Plasmacytoid urothelial carcinoma of the bladder Lopez-Beltran, Antonio, MD, PhD; Requena, Maria J., MD; Montironi, Rodolfo, MD, FRCPath ...
Human pathology,
07/2009, Letnik:
40, Številka:
7
Journal Article
Recenzirano
Summary In this report, we present the clinicopathologic features of 11 cases of the plasmacytoid variant of urothelial carcinoma. This is a rare variant of bladder cancer recognized by the current ...World Health Organization classification of urologic tumors. The plasmacytoid component varied from 30% to 100% of the tumor specimen; in 8 cases, the plasmacytoid component comprised greater than 50% of the tumor with 2 cases showing pure plasmacytoid carcinoma. The architectural pattern of the tumor varied from solid expansile nests with noncohesive cells to mixed solid and alveolar growth; a streaking discohesive architecture was additionally present in 2 cases (18%). At histology, the individual tumor cells had an eccentrically placed nucleus and abundant eosinophilic cytoplasm reminiscent of plasma cells.
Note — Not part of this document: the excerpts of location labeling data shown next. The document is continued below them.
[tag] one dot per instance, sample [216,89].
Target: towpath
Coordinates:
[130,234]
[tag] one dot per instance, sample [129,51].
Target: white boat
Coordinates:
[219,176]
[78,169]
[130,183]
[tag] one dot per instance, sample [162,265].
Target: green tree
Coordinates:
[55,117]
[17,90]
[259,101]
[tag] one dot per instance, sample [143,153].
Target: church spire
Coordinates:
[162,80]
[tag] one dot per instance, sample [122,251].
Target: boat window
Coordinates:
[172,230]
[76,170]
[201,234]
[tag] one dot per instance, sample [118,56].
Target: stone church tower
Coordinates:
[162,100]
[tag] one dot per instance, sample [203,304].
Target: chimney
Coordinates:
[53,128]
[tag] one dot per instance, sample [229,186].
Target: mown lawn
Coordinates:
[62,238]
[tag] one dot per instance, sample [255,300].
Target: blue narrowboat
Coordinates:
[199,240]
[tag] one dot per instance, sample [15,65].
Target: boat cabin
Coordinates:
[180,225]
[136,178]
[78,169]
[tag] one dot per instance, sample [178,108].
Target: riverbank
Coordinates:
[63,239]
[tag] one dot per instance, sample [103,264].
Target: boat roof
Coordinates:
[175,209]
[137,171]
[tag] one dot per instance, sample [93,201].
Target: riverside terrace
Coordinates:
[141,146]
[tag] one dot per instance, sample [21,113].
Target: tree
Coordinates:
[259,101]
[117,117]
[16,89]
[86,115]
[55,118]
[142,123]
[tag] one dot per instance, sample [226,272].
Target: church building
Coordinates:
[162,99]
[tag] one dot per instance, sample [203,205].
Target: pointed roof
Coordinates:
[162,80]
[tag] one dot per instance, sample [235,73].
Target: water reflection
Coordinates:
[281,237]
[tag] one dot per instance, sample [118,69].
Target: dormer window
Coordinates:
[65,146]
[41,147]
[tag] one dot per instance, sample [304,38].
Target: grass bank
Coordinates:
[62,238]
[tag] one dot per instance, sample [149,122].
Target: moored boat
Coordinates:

Most neoplastic cells had nuclei of low to intermediate nuclear grade with occasional nuclear pleomorphism. Seven of 9 mixed cases had concurrent conventional high-grade urothelial carcinoma, and the remaining 2 cases presented features of nested or micropapillary urothelial carcinoma. Small intracytoplasmic vacuoles were variably present in all cases. All patients had advanced stage cancer (>pT3), and 8 (73%) had lymph node metastasis. Immunohistochemical staining demonstrated that both plasmacytoid and associated conventional urothelial carcinoma were positive for cytokeratins 7, 20, and AE1/AE3 and epithelial membrane antigen; CD138 was positive in 3 cases. Follow-up information was available in all cases (range, 2-16 months; mean, 7 months). Nine of the patients died of disease from 2 to 11 months, and 2 patients were alive with disease at 8 and 16 months. In summary, plasmacytoid variant of urothelial carcinoma is an aggressive variant associated with poor prognosis that presents at an advanced clinical stage. In limited samples, it may be misdiagnosed as chronic cystitis or plasmacytoma, a pitfall further compounded by CD138 expression in some cases. Morphological distinction from other malignant neoplasms with plasmacytoid phenotype is critical for its clinical management.